MLB Postseason History: The Divisional Series
by Michael Aubrecht

Written for Baseball-Almanac.com's Divisional Series section
Sources: Baseball Almanac, Baseball Reference, The Baseball-Library, USA Today Sports, Official MLB Team Sites

1998 American League Divisional Series:

Cleveland Indians (3), Boston Red Sox (1)
New York Yankees (3), Texas Rangers (0)

As in the previous year's contest, all teams participating in the American League Divisional Series were entering familiar territory. Manager Joe Torre's Yankees had remained the top story throughout 1998 after outplaying the infamous 1927 team and finishing the season with an astonishing one hundred, fourteen regular-season wins (and soon-to-be eleven postseason victories).

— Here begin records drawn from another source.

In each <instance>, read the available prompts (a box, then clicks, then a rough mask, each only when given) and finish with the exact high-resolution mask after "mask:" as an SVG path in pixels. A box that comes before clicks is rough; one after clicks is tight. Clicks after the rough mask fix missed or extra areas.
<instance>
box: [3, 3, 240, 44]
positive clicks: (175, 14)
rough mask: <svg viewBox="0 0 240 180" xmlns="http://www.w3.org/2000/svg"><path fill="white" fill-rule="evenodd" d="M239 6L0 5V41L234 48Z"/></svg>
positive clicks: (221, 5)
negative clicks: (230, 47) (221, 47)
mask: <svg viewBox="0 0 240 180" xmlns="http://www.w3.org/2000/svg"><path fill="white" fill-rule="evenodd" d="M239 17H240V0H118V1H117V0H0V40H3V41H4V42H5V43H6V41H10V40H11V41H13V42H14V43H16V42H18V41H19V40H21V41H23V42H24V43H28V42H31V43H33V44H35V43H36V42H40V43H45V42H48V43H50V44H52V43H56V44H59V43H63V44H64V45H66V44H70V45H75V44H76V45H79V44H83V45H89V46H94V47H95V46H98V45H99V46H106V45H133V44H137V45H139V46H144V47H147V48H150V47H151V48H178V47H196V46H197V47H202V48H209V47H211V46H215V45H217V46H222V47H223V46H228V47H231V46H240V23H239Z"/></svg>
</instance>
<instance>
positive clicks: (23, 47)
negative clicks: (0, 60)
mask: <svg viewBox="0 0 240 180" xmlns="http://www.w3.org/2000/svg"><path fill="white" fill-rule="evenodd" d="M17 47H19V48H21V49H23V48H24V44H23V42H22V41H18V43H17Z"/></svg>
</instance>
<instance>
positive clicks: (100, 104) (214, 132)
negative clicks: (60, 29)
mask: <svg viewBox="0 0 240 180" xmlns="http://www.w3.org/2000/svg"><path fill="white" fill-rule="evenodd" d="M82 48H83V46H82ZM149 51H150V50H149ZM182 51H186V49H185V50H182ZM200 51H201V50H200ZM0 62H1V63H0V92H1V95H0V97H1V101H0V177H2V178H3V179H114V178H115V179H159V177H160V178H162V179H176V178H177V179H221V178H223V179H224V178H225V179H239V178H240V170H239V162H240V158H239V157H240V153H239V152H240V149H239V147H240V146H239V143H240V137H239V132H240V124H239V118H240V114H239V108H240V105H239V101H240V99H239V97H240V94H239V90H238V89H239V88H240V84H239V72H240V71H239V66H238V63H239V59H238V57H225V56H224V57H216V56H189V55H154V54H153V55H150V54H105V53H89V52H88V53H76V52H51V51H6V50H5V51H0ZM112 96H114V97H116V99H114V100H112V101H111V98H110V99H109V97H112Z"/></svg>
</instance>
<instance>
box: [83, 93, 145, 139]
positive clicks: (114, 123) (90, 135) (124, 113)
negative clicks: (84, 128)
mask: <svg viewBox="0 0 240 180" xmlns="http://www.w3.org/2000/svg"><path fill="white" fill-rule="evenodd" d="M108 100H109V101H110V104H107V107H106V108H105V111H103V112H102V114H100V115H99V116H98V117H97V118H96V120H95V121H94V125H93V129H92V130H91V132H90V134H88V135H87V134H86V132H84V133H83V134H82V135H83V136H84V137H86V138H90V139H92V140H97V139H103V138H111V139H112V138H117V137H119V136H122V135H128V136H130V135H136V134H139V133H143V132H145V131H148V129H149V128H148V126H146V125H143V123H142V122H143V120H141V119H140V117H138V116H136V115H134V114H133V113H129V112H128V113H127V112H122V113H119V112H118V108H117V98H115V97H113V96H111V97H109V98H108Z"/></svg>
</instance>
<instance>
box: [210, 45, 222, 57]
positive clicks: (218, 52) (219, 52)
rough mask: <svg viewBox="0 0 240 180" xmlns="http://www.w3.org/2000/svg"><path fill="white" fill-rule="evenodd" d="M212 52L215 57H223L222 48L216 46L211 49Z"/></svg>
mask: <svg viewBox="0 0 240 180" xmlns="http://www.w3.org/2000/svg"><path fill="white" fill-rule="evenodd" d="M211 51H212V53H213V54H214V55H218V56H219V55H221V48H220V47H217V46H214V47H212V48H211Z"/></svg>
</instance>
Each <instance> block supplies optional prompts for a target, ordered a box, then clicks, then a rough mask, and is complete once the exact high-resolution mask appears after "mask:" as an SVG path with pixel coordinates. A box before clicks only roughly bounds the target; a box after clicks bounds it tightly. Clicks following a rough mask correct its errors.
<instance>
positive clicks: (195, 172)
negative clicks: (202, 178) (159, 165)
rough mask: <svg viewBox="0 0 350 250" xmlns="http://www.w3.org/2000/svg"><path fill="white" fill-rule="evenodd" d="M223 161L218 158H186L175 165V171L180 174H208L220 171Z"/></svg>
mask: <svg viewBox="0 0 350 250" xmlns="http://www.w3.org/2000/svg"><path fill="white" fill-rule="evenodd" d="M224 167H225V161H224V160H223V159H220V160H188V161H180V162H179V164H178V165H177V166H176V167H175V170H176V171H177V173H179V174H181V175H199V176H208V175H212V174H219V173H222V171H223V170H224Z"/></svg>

The Bombers win column had represented the most "Ws" by any team in one hundred, twenty-three years of Major League baseball and most felt that a trip to the Fall Classic, over the Texas Rangers, was a foregone conclusion. Their rivals, the Boston Red Sox were desperately trying to end a 13-game playoff-losing streak dating back to 1986, and were slated to go against the always-competitive Cleveland Indians.

As predicted, the Yankees did not disappoint and continued their historic run at their 24th World Series title by sweeping the Texas Rangers three-games-to-none behind one of baseball's greatest pitching rotations: David Wells, Andy Pettitte, David Cone and closer Mariano Rivera. They would go on to complete their incredible season with a four-game sweep of the San Diego Padres and a final-season club a record of 125-50.

The Boston Red Sox were counting on their own rotation led by the newly acquired Pedro Martinez to take them the distance. Hitting however, proved their greatest asset in Game 1 as "lumberjack" Mo Vaughn homered twice and drove in seven runs himself. The result was an 11-3 road-win that finally ended their postseason misery (at least for the time being). Both teams continued to trade wins and Red Sox starter Pete Schourek seemed in total control for Game 4 after shutting out the Indians on two hits for 5 1/3 innings. Tom Gordon, who had set a major league record during the regular season with 43 consecutive saves, was brought in to finish the job, but stumbled after David Justice hit a two-run double in the eighth that resulted in a 2-1 victory and another shot at the American League title.